Posted On: Thursday, Mar. 12 2009 @ 3:35PMLiles, that was one of the best responses I have ever read. Thank you for standing up for our local artists and I do mean ALL of them. I wish I could read more of this type of response coming from the Dallas Observer music writers.
Posted On: Thursday, Mar. 12 2009 @ 6:33PMThanks for your smart comments Liles. But for me I can't support 60 year old clone music no matter who does it. That doesn't mean there isn't great music out there. Here's a hundred of them and each one is a hit - something I haven't heard in the mainstream in years.
Musea's Worldwide Favorite Music LIST
"100 Plus Favorite Music from Youtube and Myspace"
http://musea.wordpress.com/2008/12/10/100-plus-best-music-from-youtube-and-myspace/
For music to thrive in this century - instead of rehashing last centiuries music, I think we need to do two things. One oppose rock because it has become everything it started out opposing - and there is no music on planet earth that has ever become more mainstream established boring, narrow, and bland.

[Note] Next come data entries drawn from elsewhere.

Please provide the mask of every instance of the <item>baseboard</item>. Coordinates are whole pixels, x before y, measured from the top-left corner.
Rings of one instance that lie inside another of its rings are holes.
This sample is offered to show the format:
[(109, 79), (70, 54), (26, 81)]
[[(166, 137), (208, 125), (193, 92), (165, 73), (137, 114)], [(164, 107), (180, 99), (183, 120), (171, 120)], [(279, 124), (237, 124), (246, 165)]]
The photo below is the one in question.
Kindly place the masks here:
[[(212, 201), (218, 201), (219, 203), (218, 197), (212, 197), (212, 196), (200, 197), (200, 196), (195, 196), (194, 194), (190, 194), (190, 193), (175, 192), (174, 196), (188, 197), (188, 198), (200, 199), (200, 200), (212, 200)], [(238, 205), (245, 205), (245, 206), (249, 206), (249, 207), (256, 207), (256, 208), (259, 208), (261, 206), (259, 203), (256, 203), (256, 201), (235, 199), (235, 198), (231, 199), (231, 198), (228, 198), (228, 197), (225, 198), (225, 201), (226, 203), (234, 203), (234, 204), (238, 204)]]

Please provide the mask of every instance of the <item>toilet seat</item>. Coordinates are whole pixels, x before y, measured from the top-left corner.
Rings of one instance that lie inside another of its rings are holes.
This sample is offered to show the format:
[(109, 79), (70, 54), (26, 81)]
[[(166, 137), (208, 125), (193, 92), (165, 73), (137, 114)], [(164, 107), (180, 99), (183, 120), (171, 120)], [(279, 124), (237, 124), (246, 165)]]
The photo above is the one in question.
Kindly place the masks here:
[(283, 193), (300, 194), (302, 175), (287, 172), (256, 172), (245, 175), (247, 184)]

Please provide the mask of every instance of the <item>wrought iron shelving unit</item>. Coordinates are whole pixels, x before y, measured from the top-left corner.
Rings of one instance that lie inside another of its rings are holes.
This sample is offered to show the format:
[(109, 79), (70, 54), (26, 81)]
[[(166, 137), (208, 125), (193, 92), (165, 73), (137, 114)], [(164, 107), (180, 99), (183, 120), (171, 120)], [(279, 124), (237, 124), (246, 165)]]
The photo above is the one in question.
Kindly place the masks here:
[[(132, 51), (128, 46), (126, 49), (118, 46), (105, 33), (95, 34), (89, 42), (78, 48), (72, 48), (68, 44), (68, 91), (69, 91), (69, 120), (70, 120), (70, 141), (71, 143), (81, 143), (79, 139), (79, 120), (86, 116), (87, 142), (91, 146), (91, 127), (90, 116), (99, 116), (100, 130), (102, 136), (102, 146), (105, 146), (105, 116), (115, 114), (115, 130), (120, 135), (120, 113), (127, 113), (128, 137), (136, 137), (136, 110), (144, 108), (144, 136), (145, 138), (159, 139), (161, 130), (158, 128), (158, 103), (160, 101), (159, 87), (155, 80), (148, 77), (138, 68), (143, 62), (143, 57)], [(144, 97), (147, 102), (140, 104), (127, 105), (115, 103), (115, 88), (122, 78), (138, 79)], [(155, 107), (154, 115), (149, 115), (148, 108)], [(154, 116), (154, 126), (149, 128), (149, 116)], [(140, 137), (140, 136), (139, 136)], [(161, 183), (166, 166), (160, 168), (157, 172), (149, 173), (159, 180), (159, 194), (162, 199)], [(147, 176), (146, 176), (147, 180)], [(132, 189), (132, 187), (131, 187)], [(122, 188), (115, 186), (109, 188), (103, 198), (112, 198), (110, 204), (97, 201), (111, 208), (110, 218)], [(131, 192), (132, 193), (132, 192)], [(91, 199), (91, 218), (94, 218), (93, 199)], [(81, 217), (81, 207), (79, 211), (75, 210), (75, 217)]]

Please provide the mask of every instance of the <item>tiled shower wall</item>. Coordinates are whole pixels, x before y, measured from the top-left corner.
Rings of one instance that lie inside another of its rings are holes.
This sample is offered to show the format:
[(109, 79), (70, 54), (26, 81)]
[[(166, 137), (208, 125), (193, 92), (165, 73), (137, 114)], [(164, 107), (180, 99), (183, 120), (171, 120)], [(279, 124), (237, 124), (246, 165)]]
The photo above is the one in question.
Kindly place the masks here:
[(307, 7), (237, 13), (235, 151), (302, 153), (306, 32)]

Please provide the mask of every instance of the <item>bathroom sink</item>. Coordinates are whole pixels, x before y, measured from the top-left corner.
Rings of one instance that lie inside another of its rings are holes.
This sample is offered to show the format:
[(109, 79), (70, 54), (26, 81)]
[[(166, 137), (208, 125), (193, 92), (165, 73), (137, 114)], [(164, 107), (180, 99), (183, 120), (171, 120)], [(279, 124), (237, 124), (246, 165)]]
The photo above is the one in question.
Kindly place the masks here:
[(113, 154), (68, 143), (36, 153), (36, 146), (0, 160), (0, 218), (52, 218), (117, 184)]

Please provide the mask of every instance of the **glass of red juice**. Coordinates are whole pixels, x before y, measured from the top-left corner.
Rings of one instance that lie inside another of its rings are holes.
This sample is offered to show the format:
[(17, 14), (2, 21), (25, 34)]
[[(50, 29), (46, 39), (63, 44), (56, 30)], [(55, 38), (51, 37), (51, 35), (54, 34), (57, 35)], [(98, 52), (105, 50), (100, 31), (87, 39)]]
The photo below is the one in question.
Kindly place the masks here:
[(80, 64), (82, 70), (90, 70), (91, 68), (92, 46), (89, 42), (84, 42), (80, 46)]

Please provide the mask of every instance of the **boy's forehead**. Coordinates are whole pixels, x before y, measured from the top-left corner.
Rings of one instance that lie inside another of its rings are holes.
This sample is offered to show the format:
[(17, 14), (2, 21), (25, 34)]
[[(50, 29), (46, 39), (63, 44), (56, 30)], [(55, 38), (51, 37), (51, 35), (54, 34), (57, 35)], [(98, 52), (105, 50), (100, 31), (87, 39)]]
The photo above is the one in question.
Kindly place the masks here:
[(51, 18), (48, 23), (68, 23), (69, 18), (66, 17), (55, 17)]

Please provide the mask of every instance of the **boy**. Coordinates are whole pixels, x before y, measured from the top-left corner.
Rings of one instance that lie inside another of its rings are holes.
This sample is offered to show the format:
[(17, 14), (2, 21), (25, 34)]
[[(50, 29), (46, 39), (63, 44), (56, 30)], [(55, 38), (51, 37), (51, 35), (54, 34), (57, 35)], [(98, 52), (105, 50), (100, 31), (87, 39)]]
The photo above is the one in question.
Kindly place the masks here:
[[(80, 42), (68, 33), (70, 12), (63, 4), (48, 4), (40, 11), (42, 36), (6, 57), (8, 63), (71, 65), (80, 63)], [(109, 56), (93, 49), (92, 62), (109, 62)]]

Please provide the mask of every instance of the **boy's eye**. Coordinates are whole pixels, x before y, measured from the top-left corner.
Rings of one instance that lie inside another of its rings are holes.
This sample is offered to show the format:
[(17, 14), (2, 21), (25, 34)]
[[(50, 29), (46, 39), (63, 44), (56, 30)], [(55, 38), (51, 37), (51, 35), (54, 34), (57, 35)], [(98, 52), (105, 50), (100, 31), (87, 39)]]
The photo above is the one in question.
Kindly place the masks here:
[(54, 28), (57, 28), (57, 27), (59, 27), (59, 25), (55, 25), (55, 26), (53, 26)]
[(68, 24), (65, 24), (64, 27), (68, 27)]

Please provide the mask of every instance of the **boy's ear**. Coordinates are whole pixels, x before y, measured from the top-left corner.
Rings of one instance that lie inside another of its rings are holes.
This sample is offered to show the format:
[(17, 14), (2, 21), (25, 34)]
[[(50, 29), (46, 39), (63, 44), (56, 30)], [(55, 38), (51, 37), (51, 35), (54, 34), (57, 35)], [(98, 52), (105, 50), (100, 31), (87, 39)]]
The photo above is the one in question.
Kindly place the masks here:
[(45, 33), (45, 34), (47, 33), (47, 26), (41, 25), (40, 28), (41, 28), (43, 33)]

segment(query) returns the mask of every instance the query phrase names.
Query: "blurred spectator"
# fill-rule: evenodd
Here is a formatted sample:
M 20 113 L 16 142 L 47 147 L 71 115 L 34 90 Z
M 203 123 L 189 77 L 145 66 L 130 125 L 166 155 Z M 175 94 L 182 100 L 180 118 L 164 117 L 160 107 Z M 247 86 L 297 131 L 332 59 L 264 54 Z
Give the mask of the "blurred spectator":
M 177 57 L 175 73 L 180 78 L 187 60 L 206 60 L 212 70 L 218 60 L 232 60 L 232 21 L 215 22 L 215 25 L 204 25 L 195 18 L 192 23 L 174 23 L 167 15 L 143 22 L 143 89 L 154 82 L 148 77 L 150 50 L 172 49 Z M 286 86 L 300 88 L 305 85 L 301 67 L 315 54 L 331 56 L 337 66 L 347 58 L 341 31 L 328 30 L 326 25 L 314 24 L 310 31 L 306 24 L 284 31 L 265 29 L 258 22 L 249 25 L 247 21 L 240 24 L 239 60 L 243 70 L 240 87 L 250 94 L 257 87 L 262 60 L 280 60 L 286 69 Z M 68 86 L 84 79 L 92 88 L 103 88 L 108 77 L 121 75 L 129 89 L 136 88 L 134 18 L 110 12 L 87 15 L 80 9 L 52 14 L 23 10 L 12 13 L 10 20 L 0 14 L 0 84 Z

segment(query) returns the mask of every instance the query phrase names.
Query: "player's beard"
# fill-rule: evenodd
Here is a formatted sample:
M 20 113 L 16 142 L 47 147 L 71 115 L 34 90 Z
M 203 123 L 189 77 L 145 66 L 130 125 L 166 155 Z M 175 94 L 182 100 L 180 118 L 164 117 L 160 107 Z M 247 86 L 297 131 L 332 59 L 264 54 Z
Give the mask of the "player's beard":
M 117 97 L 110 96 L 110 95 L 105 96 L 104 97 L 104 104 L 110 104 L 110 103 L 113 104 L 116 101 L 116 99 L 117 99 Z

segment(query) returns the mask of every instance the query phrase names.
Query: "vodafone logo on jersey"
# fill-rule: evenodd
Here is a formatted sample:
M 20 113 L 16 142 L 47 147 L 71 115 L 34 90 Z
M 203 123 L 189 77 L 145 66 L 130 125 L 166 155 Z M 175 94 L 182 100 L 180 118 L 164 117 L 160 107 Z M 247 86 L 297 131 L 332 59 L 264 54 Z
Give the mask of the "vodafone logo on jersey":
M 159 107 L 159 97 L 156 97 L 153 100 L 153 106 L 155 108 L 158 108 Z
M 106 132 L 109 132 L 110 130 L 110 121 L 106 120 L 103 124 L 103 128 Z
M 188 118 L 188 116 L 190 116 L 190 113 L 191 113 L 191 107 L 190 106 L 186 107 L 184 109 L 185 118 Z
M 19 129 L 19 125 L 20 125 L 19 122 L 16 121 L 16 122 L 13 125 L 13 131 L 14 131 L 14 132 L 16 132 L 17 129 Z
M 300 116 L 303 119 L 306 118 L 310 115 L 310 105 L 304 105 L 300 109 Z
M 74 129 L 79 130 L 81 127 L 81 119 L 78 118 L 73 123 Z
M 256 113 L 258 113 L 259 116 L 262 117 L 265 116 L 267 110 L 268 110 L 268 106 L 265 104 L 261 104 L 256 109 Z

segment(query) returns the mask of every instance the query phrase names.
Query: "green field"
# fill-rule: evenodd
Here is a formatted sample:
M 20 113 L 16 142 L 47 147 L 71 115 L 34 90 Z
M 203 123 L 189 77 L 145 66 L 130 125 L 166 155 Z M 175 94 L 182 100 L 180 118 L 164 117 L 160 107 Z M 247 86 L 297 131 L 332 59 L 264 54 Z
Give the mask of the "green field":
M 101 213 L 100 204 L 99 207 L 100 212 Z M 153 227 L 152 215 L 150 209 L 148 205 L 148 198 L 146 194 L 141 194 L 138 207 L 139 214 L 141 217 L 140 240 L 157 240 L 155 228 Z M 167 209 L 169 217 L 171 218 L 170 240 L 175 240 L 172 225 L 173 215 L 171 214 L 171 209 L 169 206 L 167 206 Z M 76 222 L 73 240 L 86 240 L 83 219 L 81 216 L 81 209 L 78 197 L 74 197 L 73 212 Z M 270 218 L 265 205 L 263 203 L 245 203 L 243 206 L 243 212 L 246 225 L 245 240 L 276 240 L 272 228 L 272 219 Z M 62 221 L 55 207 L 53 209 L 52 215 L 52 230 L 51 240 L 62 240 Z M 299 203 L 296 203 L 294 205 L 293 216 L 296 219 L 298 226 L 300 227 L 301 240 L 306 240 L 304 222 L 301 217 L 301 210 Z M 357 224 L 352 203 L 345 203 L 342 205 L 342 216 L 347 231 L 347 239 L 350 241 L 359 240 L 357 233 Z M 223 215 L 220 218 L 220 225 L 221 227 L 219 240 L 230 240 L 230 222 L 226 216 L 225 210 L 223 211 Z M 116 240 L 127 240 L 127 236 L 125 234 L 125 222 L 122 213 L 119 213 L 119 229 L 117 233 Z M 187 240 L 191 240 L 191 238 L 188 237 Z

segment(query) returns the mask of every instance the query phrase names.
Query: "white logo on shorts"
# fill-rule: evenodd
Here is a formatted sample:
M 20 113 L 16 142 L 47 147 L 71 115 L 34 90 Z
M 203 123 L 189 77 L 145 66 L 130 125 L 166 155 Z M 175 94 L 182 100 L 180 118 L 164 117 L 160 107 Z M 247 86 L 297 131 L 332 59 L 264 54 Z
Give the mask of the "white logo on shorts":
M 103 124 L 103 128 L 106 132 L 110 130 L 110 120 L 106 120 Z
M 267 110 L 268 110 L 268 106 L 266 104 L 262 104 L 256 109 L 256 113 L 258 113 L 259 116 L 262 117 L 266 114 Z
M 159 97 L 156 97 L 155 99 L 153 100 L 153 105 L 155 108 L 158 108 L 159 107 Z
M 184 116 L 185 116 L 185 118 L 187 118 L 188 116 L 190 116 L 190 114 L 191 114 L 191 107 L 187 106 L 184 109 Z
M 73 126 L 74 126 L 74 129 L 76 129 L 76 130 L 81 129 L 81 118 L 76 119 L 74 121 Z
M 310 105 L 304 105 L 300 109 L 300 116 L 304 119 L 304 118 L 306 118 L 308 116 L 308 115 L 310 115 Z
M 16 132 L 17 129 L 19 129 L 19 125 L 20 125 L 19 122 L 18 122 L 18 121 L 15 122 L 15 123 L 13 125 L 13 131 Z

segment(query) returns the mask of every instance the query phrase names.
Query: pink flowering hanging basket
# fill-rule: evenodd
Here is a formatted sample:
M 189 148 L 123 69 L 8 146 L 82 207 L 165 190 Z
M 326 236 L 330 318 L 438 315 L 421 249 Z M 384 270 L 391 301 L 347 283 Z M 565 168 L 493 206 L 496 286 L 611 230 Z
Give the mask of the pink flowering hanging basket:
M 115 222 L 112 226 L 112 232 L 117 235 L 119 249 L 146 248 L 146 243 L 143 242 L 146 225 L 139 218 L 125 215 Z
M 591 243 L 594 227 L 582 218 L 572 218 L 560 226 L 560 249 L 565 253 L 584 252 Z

And two we have to get back to basics. That's what I'm doing with my beat up guitar and post-bands music - one of the few new types of music this century. I don't play in the same place (box office instead of a club) I don't play with electric guitars or in a band ( I play a beat up 1964 standard Silvertone bought from Sears), I love to take requests from anyone in the world in what may be the first world request and dedication weekly live performances, I play every genre of music I can, including instrumentals, originals and covers, I'll never sign with the Big Four. In other words I'll do anything to break the dull rules that bands seem determined to follow.
Instead I say dump over production, get back to melody, write good songs - even hits or better yet leave it to songwriters who know how, have lyrics that make sense, sing about your life with real events, be honest in the music - no trendy puff whining, strive for innovative musicianship with technique, play for people not fame, and rebel against SOMETHING - anything - what you believe in!
Enough of us do that and we have a music revolution right here in Dallas.
The beauty of original rock that people today are trying to ape seems to allude them. The music of the last decades has drifted into two separate mainstreams ;
The psychotic hard beat violent crowd
The mushy whiney me-me-me melodic pop.
The reason rock and roll was so good in it's earlier days was that it had both a beat and a melody, energy and a heart. It didn't drift off into one side or the other.
Time for a reckoning. Musicians can either fit in - like every band on earth now, or they can stand out for something that rebels against the blandness.
Sure the majority is opposed to what I say. When has it been that new music fit in with the crowd?
I find great music everywhere from every continent that is breaking the rules (see list above). I applaud them whether they are from Australia, Japan or Denton.